ПОСВЯЩЕНИЕ
Привлеченный опубликованными транзакциями клуба, наш друг Лоутон представился в штаб-квартире ближе к обеденному времени и объявил себя кандидатом в члены. Было спешно созвано исполнительное заседание. Эндимион сообщил кандидату новость, что от новичков в этой избранной организации ожидается, что они угостят клуб обедом. К удивлению клуба, наш радушный гость не съежился и не дрогнул. Его лицо было мягким, а поведение — в высшей степени амбициозным. Очень хорошо, сказал он; лишь бы это не было кафе «Beaux Arts».
Маршрут клуба на этот день был уже составлен секретарем. Два члена-учредителя плюс жизнерадостный послушник направились по Вест-стрит к парому на Кортландт-стрит. С самого начала было ясно, что судьба одарила организацию новым членом самого блестящего качества. Каждые несколько ярдов с его уст слетала галантная острота. Некоторые из них двое других могли подхватить и вернуть, но многие были слишком сверкающими, чтобы с ними справиться. Перед зданием паромной переправы лежала глубокая и вязкая лужа грязи, которую можно было пересечь, только осторожно ступая по листам жести. Эндимион переправил свою тонкую фигуру через нее, деликатно расставив паучьи конечности. Секретарь последовал за ним с более солидной техникой чавканья. «Ха», — воскликнул новый член; «благодать перед едой!» Эндимион и секретарь обменялись тайными взглядами. Лоутон, хотя он этого не знал, был избран с того самого момента.

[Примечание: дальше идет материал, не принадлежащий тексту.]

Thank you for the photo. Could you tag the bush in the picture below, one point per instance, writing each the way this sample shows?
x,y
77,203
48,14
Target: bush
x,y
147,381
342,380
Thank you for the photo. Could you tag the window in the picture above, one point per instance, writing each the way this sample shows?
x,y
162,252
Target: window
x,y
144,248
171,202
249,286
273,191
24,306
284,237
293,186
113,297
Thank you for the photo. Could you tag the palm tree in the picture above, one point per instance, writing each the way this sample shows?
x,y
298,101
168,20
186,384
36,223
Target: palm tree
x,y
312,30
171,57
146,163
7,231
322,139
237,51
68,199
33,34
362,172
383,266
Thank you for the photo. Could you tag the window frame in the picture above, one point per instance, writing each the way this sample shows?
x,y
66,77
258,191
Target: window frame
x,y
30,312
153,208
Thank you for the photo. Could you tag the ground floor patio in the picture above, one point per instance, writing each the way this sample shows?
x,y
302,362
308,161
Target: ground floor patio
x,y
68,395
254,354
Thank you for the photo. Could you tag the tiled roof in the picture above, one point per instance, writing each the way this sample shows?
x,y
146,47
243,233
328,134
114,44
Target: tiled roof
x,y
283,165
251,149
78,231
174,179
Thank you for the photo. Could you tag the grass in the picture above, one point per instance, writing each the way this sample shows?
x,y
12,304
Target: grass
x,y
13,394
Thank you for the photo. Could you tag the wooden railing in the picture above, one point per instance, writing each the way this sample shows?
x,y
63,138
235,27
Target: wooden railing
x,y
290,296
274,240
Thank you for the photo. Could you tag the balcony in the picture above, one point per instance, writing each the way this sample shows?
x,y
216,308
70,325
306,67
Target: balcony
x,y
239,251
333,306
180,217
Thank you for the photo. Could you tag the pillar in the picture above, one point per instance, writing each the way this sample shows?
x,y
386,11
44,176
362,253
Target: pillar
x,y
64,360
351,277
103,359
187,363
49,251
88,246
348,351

Ритуал клуба, хотя и строг к новичкам, не является жестоким. Поскольку вы казначей обеда, сказал секретарь, я куплю билеты на паром, и он это сделал. На лодке эти беззаботные люди весело взирали на корабли. «Мало я думал», — сказал Лоутон, — «что отправлюсь в морское путешествие». «Такие уж мы ребята», — сказал клуб. «Причудливые. Как только мы что-то задумываем, мы этого не делаем».
«Это там наверху «Левиафан»?» — сказал один из членов, указывая на серый корпус на горизонте Хобокена. Никто не знал, но секретарю вспомнилось приключение во время войны. «Однажды я переправлялся на этом пароме», — сказал он, — «и «Левиафан» прошел прямо мимо нас. Было как раз в сумерках, и ее камуфляж был чудесен. Ее пятна и полосы были расположены так, что с небольшого расстояния, в сумерках, она производила впечатление гораздо меньшего судна, идущего в другую сторону. Все ее надстройки, казалось, растворялись в дымке, и она становилась гораздо меньшим кораблем». «Это был бы замечательный план для некоторых из этих дородных дам, которых видишь», — сказал непочтительный Лоутон. «Да», — сказали мы; «вместо дородной леди, идущей на обед, вы увидели бы стройную девицу, выходящую оттуда».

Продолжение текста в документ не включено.